Michigan, which gives 16 electoral votes, was called for Biden late Wednesday afternoon, with the former Vice President nabbing 49.8 percent of the vote, totaling 2,684,200 votes. Trump received 2,617,060 votes, 48.6 percent of the votes cast. Michigan was reporting that 97 percent of the expected votes had been counted when The New York Times called the state for Biden.
Trump responded to the news on Twitter.
"We have claimed, for Electoral Vote purposes, the Commonwealth of Pennsylvania (which won't allow legal observers) the State of Georgia, and the State of North Carolina, each one of which has a BIG Trump lead," he wrote.
It is not clear under what legal precedence he was laying claim to these states. He also asserted, without evidence, that ballots had been tossed out, which could impact the final tally.
"Additionally, we hereby claim the State of Michigan if, in fact, there was a large number of secretly dumped ballots as has been widely reported!" he added.
Twitter added a note to the initial post, saying that "Official sources may not have called the race when this was Tweeted."

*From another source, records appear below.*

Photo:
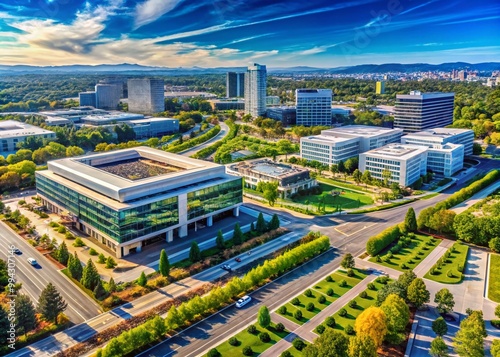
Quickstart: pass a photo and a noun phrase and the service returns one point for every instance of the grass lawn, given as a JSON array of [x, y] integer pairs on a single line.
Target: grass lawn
[[362, 304], [321, 288], [458, 258], [494, 278], [419, 248], [247, 339], [347, 198]]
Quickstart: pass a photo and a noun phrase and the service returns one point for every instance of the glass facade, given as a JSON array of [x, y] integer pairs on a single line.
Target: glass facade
[[214, 198]]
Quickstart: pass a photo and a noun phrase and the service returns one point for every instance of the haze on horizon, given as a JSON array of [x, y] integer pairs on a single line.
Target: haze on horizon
[[185, 33]]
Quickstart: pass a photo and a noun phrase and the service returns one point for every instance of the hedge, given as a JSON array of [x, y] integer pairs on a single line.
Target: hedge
[[380, 241]]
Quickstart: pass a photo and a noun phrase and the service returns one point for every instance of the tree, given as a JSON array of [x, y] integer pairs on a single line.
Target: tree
[[90, 276], [330, 343], [348, 261], [362, 346], [194, 252], [164, 265], [264, 318], [469, 339], [398, 316], [444, 300], [51, 303], [25, 318], [439, 326], [438, 348], [219, 241], [418, 294], [261, 224], [410, 222], [372, 322], [237, 234]]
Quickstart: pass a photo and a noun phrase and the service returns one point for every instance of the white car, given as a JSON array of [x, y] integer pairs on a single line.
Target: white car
[[243, 301]]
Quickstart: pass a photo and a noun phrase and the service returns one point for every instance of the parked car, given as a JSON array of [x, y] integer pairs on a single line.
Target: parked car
[[243, 301]]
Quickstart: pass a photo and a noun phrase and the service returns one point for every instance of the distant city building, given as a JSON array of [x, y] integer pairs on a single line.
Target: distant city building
[[286, 115], [255, 90], [406, 163], [146, 95], [128, 198], [290, 179], [235, 84], [441, 136], [106, 96], [14, 132], [420, 111], [380, 87], [87, 99], [340, 144], [314, 107]]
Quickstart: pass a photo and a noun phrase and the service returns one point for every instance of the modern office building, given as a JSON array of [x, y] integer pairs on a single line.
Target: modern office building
[[14, 132], [442, 136], [290, 179], [255, 90], [406, 163], [129, 198], [314, 107], [87, 99], [420, 111], [235, 85], [286, 115], [146, 95], [107, 96], [339, 144]]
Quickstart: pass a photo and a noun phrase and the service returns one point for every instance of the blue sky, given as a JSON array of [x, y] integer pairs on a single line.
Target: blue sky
[[185, 33]]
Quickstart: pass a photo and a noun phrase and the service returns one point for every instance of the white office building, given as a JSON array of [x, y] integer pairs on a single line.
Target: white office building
[[406, 163], [442, 136], [420, 111], [314, 107], [255, 90], [339, 144]]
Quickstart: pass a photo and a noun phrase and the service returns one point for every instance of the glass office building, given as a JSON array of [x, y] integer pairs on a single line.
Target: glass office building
[[128, 197]]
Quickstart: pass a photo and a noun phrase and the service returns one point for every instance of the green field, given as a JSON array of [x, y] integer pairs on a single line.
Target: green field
[[321, 288], [411, 255], [494, 278], [451, 265], [247, 339]]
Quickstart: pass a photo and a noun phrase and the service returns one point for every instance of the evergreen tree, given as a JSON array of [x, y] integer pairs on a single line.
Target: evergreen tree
[[63, 254], [194, 252], [237, 234], [25, 314], [90, 276], [261, 224], [51, 303], [219, 241], [164, 265]]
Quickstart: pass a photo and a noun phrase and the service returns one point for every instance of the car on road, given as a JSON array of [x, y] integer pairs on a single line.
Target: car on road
[[243, 301], [226, 267]]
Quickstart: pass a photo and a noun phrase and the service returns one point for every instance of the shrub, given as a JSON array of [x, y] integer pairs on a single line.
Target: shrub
[[330, 322], [264, 337], [298, 344], [298, 315], [320, 329]]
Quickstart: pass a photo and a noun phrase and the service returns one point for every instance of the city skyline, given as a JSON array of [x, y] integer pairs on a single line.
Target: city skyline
[[184, 33]]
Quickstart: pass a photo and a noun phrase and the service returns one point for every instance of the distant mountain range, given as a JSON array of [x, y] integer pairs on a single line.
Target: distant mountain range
[[126, 68]]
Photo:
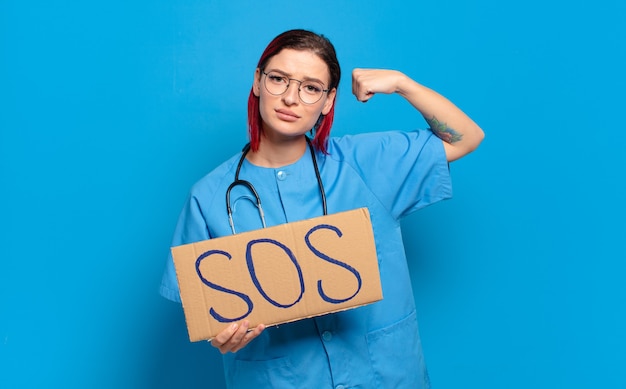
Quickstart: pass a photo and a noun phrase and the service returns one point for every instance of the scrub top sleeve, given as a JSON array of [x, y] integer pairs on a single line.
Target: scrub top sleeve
[[406, 171], [191, 228]]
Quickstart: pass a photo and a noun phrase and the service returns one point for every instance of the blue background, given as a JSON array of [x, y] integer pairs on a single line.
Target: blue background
[[111, 110]]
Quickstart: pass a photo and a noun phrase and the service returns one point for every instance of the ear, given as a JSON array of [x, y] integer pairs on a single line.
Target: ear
[[256, 85], [330, 99]]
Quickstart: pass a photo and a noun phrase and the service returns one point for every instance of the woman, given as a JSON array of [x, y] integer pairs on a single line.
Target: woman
[[391, 173]]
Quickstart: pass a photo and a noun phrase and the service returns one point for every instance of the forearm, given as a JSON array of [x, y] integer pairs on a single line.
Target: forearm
[[459, 132]]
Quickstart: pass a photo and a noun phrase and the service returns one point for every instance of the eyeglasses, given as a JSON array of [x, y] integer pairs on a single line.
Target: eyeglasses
[[309, 91]]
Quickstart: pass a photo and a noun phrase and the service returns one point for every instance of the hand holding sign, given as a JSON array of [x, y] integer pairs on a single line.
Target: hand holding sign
[[276, 275]]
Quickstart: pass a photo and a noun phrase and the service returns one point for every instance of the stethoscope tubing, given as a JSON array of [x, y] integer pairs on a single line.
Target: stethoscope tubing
[[252, 190]]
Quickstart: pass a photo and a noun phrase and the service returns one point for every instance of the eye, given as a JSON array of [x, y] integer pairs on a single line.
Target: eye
[[312, 88], [277, 78]]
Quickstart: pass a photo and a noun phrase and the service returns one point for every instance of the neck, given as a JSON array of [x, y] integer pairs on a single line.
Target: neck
[[277, 154]]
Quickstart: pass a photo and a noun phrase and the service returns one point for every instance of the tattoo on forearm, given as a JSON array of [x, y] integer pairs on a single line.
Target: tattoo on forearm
[[442, 130]]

The second portion of his message was hidden behind a warning that it may be misleading.
"Some or all of the content shared in this Tweet is disputed and might be misleading about an election or other civic process," the label read.
Other than Michigan, none of the states mentioned in his message have been declared one way or the other.
Of the people who voted in Michigan, 43 percent of men went for Biden, while 57 percent of women did the same. A majority of white people -- 55 percent -- cast their ballots for Trump, while 89 percent of Black voters supported Biden, and 59 percent of Hispanic/Latino voters did the same.
Younger and older voters skewed Biden, while those in the 30-44 age range went for Trump.
Earlier in the day, the incumbent suggested that fraudulent ballot counting was taking place in several states, as The Inquisitr reported.
Trump is likely to take Alaska, which means that he needs Pennsylvania and three of the other swing states currently up for grabs to win. Currently, Biden leads in Nevada, while Trump leads in Pennsylvania, North Carolina, and Georgia. He'll need all of them in order to win the election.